With a largely disappointing short-term economic forecast to discuss, finance and trade ministers from the world's richest countries are to meet Tuesday in Paris.
The two-day ministerial meeting follows a mediocre global report card from the OECD, which last week predicted economies of many member countries will continue to struggle this year, before picking up steam. Overall, the organization downgraded its economic-growth forecast for industrialized nations to 1.9 percent in 2003, from its previous 2.2 percent assessment.
Ministers from the 30 industrialized countries that belong to the Paris organization will gather Tuesday and Wednesday to talk about the factors limiting growth, along with other economic issues.

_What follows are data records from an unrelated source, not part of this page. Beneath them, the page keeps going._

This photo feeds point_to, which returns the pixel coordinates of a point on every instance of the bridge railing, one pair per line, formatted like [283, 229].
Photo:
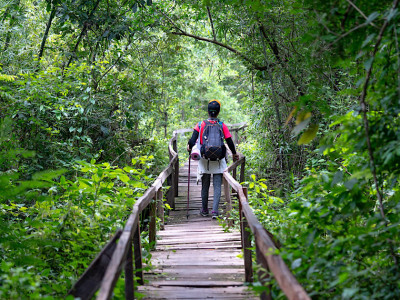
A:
[124, 251]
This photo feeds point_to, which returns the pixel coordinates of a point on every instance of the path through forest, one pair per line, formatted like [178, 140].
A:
[195, 258]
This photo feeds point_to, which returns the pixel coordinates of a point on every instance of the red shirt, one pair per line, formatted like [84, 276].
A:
[225, 129]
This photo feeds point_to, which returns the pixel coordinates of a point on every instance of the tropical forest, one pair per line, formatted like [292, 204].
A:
[92, 91]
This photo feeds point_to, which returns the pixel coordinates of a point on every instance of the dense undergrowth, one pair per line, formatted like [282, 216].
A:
[90, 92]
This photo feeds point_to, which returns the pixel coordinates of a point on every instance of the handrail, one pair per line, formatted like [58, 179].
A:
[105, 270]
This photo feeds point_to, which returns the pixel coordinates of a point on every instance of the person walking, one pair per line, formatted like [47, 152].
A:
[209, 135]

The organization believes several factors are dragging down short-term economic growth, including fears of higher oil prices and terrorist attacks, along with the possible impact of a new form of pneumonia, known as Severe Acute Respiratory Syndrome.
The OECD based its forecast on a fairly rapid victory of coalition forces in Iraq, but the group said resolving the Iraqi crisis was not enough to jump-start many faltering world economies.
For example, the group predicts the 12-nation euro-currency zone will grow only one percent this year and 2.4 percent in 2004. The organization faulted some members of the European currency zone, such as France, for high budget deficits and for slowness in implementing needed economic reforms. The French government has faced mounting domestic criticism in recent weeks, for plans to overhaul its pension system.
But other countries face a brighter economic assessment. The OECD predicted a relatively robust five percent growth for Russia this year, for example. And the organization says the United States is expected to grow only 2.5 percent this year, but will then speed up to four percent for 2004.